Are you familiar with target date funds?
I can’t help but enjoy saying the phrase, “target date funds,” even if they aren’t ideal for everyone.
Because when it comes to target date funds, as with so many catchy phrases and tag lines, sometimes the packaging outshines what’s inside.
But, first, what are they?
A target date fund is a type of mutual fund (or exchange-traded fund) that is positioned in such a way as to (ideally) peak at a pre-selected point in the future. They are a relatively straightforward, one-size-fits all approach to investing, and their rebalancing is based on your age and proximity to retirement, so they generally (and automatically) become more conservative over time.
Now there are two kinds of target date funds: target date and target risk.
Target date funds adjust future investment rebalancing based on the year in which you plan to retire. Conversely, target risk funds typically provide you with three levels of investment risk tolerance to choose from.
Here are some pros and cons of target date funds.
Pro: They are the default option for employer-sponsored 401(k) plans with automatic enrollments
But of course they are.
An increasing number of people are having their 401(k)s professionally managed by an advisor. But, especially early in your career, if you accept a position with a company that sponsors a defined contribution plan, say, a 401(k), 403(b), or 457, and you are automatically enrolled in their retirement plan, you may initially appreciate the “turnkey” aspects of having your plan contributions invested in a target date fund based on the year in which you intend to retire.
Target date funds in retirement plan accounts are usually simple and offer a comparatively limited number of investment options.
Con: Just because it’s simple doesn’t mean it’s less expensive
Since each fund is a “fund of funds,” consisting of multiple underlying mutual funds, more automatic trading typically occurs in target date funds than with indexed funds.
On top of fees for trades, you may also be paying both an ongoing fee for the fund and an ongoing fee for the management of the fund.
And that means, depending on who you work with, you might be paying more than you would for other comparable-but-more-versatile investment vehicles.
Pro: Some people appreciate fewer choices and a conservative investment approach
Target date funds are sometimes referred to as “set it and forget it” investments. If you plan to retire in 2035, that means you pick a fund with “2035” in its name, and that fund will automatically rebalance to an increasingly conservative allocation the closer you get to your estimated year of retirement.

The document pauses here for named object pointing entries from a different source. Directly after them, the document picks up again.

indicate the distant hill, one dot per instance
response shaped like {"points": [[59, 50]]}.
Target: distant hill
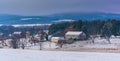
{"points": [[16, 19]]}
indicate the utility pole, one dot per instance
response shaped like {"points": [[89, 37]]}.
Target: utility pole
{"points": [[41, 34]]}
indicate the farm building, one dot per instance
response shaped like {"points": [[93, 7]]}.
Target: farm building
{"points": [[75, 35]]}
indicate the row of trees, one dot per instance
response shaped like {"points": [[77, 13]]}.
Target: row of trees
{"points": [[96, 27]]}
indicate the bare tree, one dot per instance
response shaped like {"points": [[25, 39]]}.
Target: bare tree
{"points": [[41, 35], [106, 31]]}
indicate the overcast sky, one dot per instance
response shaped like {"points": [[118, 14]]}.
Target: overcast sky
{"points": [[47, 7]]}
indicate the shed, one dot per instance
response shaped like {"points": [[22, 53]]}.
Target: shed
{"points": [[75, 35]]}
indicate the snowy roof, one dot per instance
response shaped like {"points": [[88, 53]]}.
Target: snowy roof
{"points": [[17, 33], [74, 32]]}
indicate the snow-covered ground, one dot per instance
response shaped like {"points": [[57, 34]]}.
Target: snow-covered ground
{"points": [[31, 55]]}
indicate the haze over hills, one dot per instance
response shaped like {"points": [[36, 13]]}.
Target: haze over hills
{"points": [[49, 19]]}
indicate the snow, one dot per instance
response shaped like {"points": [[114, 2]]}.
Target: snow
{"points": [[64, 20], [31, 55]]}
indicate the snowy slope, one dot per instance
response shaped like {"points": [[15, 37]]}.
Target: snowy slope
{"points": [[28, 55]]}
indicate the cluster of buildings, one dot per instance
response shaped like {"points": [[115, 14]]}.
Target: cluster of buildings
{"points": [[70, 35]]}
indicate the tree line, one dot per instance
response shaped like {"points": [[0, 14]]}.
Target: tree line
{"points": [[95, 27]]}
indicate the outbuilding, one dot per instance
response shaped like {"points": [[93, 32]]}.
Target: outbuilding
{"points": [[75, 35]]}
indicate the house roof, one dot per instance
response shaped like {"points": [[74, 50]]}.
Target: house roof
{"points": [[74, 32]]}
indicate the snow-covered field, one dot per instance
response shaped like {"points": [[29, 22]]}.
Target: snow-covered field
{"points": [[31, 55]]}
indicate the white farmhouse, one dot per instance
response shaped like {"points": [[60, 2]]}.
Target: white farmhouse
{"points": [[75, 35]]}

If a person’s main consideration is asset preservation and simplicity, a target date fund could be a viable option.
Con: Age is often the primary consideration of target date funds
When you work with a fiduciary advisor, you not only get holistic financial planning and investment management, including proactive and responsive guidance, you work together to identify your investment preferences and allocations based on your personal risk tolerances, your short-and-long-term financial goals, changes in your life, preparing for emergencies, big purchases, and a host of other possibilities and outcomes.
The dominant driver of target date funds is a person’s age and proximity to retirement, not their personal preferences or other internal or external economic concerns. Simply, they treat all 57-year-olds (or 59-year-olds, or 63-year-olds...) exactly the same. This could result in an allocation that is both too conservative and not varied or responsive enough for some investors. And so, without professional financial guidance, along with a mix of other investments, that could conspire to leave you short of your retirement goals.
As a reminder, this is merely a general overview of target date funds. You should speak with your advisor if you have any questions or concerns about them. Investment management is complex, and target date funds certainly have a place in some portfolios.
As with all financial planning and investment management considerations, the final decision depends on your unique situation and what your ultimate financial goals are.